1. For a gentle initial illustration of the underlying theme of parametricity, see What Does fmap Preserve?. For a more thorough introduction, see Parametricity: Money for Nothing and Theorems for Free, by Bartosz Milewski.
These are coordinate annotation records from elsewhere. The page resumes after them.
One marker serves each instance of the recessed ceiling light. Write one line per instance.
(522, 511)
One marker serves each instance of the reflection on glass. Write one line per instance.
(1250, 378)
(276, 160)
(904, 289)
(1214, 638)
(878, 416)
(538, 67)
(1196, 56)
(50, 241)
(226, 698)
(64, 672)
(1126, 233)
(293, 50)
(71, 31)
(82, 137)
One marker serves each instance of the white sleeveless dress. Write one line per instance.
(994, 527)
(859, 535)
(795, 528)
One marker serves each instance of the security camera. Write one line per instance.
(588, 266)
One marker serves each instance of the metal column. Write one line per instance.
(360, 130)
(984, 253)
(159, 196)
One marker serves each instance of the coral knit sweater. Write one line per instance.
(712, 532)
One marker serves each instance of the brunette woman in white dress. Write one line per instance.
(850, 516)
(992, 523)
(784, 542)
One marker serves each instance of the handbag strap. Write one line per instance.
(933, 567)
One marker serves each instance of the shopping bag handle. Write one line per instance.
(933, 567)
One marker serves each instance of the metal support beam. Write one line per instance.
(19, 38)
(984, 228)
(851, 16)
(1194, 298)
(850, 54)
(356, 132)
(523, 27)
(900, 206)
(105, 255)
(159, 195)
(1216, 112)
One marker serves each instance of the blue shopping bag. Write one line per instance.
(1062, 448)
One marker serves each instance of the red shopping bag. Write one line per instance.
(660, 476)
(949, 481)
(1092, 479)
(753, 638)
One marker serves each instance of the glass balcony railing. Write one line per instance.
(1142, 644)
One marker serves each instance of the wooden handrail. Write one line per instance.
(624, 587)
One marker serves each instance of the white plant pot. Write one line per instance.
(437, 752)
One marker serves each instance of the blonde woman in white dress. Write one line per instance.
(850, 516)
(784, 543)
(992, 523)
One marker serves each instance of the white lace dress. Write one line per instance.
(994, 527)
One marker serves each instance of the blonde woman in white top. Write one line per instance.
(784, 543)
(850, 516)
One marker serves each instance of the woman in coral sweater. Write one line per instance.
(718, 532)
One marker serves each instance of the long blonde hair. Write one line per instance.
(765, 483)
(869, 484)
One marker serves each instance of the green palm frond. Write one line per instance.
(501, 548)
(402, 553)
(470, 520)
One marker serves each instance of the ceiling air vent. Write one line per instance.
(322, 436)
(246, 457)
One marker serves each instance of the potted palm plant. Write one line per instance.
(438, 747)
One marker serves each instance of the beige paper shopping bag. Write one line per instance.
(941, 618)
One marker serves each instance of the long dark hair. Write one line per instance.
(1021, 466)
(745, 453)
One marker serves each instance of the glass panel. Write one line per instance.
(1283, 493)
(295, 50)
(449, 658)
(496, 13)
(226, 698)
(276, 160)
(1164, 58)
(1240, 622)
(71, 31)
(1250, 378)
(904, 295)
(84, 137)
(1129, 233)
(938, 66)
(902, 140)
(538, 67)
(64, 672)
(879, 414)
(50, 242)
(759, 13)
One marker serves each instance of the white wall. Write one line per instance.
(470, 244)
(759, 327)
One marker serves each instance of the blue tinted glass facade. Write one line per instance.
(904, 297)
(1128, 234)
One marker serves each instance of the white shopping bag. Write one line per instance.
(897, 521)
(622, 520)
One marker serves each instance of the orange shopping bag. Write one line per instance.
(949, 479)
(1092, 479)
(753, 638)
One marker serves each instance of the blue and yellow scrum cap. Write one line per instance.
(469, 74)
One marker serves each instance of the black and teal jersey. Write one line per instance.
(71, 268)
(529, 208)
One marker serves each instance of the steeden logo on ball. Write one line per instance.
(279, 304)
2. A relation is a set of pairs; or, if you will, of associations between values. As an arbitrary example, we can have a less-than relation on integers which includes all pairs of integers `(x, y)` such that `x < y`. In particular, functions are relations: seen as a relation, a function `f` seen in this way includes all pairs `(x, f x)`, there being exactly one pair for each possible value of the first component.
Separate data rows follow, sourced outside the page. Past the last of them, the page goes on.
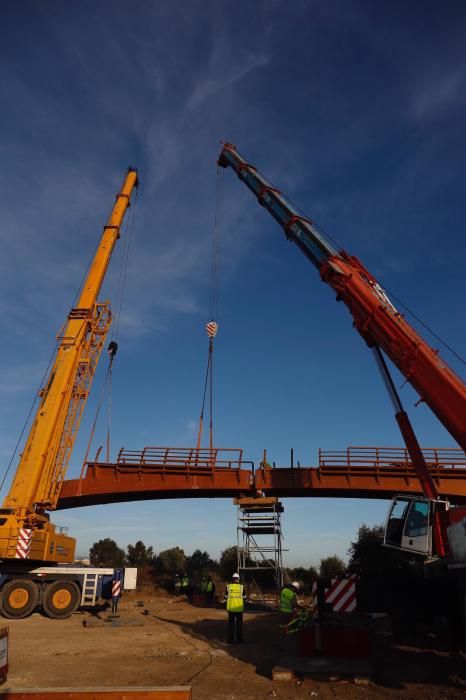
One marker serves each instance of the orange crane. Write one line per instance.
(426, 525)
(27, 537)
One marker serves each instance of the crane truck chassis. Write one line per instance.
(57, 590)
(427, 527)
(36, 558)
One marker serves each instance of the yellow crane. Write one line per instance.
(26, 534)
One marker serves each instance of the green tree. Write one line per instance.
(200, 562)
(172, 561)
(303, 575)
(368, 556)
(139, 554)
(106, 553)
(331, 567)
(228, 562)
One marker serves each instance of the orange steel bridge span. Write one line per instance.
(169, 472)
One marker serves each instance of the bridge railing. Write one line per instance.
(389, 458)
(183, 457)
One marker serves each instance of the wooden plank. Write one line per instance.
(152, 693)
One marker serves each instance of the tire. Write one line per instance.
(19, 598)
(61, 599)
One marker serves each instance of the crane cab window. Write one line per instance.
(408, 525)
(418, 519)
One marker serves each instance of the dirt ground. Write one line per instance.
(168, 641)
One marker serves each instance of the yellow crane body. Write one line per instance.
(25, 528)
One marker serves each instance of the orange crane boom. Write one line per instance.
(25, 529)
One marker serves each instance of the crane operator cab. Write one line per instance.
(409, 525)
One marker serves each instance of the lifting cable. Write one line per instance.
(212, 325)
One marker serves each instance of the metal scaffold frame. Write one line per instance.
(260, 539)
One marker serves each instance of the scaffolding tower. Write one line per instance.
(260, 542)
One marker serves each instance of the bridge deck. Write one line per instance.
(156, 473)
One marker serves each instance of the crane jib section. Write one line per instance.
(42, 467)
(374, 315)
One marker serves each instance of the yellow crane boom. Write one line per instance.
(25, 529)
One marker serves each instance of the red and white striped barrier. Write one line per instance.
(341, 594)
(116, 589)
(3, 653)
(23, 544)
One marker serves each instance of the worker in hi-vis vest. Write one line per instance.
(234, 597)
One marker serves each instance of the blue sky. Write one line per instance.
(355, 110)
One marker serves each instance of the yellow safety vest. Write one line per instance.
(286, 600)
(235, 601)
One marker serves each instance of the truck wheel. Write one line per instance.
(18, 598)
(61, 599)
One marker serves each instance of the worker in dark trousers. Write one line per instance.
(210, 588)
(234, 597)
3. One way to prove that is by using parametricity in tandem with the identity laws, analogously to how we used associativity in the previous section, while exploiting how there being only one shape means any applicative value can be related to `unit`.

4. See the previous note about relating things to `unit`.

5. The appendix includes a proof of the lawfulness of `Twisted`.